A good starting point for ballheads would be something like the Manfrotto 495 ($85). it's a solid basic unit. My primary head today is the Mnanfrotto 498 ($130), one step up from that. It's solid and reliable. I do plan on upgrading it (to a ballhead from Really Right Stuff with an arca-swiss mount) at some point, but that's a fairly major financial investment.


My current tripod is a slik 3 piece carbon fiber with the manfrotto 498. It's only major flaw is that I get a fair amount of vibration in windy situations because I have to raise the center column to get to eye level. Weighting the center column helps, but moving to a beefier tripod is the long term change at some point (on the other hand, switching to a higher end carbon fiber tripod and the RRS ballhead is much closer to $1000 than $100. It's an investment purchase).
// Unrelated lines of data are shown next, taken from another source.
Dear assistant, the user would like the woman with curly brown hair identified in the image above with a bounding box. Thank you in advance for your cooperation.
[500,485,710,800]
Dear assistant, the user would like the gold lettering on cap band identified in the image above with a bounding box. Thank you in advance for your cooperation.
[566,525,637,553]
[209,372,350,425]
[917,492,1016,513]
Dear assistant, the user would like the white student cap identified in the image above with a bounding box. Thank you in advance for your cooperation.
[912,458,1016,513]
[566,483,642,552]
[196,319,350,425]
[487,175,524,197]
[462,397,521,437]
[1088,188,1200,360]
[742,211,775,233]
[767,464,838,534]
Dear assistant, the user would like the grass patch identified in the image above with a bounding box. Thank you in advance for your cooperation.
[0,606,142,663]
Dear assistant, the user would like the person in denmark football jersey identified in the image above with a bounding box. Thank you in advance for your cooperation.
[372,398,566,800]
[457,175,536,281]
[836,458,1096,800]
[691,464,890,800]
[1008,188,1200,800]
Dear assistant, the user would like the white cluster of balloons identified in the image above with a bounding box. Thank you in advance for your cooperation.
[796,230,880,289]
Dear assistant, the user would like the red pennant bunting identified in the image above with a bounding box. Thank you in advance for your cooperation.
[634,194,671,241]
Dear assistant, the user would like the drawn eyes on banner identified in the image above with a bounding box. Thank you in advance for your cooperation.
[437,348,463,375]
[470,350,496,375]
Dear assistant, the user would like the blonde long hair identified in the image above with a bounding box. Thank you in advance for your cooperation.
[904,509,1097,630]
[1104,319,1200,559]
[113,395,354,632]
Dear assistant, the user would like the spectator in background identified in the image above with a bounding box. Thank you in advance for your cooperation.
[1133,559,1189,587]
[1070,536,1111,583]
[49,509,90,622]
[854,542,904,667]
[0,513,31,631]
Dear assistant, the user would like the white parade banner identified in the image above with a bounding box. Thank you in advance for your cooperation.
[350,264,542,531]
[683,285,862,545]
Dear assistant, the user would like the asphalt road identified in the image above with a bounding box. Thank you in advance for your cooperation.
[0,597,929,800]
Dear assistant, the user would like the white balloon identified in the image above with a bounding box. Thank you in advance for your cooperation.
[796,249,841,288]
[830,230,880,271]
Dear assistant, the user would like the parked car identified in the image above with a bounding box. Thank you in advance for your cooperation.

my first tripod was a slik aluminum tripod with a manfrotto pan head. It was a good, solid starter tripod and I still carry it and use it for my spotting scope or if I need to have two cameras on tripods at the same time. It is (amusingly enough) more rigid than my 2nd tripod -- but a lot heavier. So it lives in the trunk. It would make a good starter unit for any photographer taking this step and the equivalent current products are listed above (the only items I listed I don't own are the induro tripod legs, but I've talked to enough photographers swearing by them and the really right stuff heads that I trust recommending them and they're the units I'm planning on purchasing next)


Don't overspend to start, because you don't need to. Don't underspend because you'll get something that you'll have to fight to do what you want. And remember that since the tripod and the head are separate, you can mix and match -- and you can upgrade each piece separately as you find out what you need and want.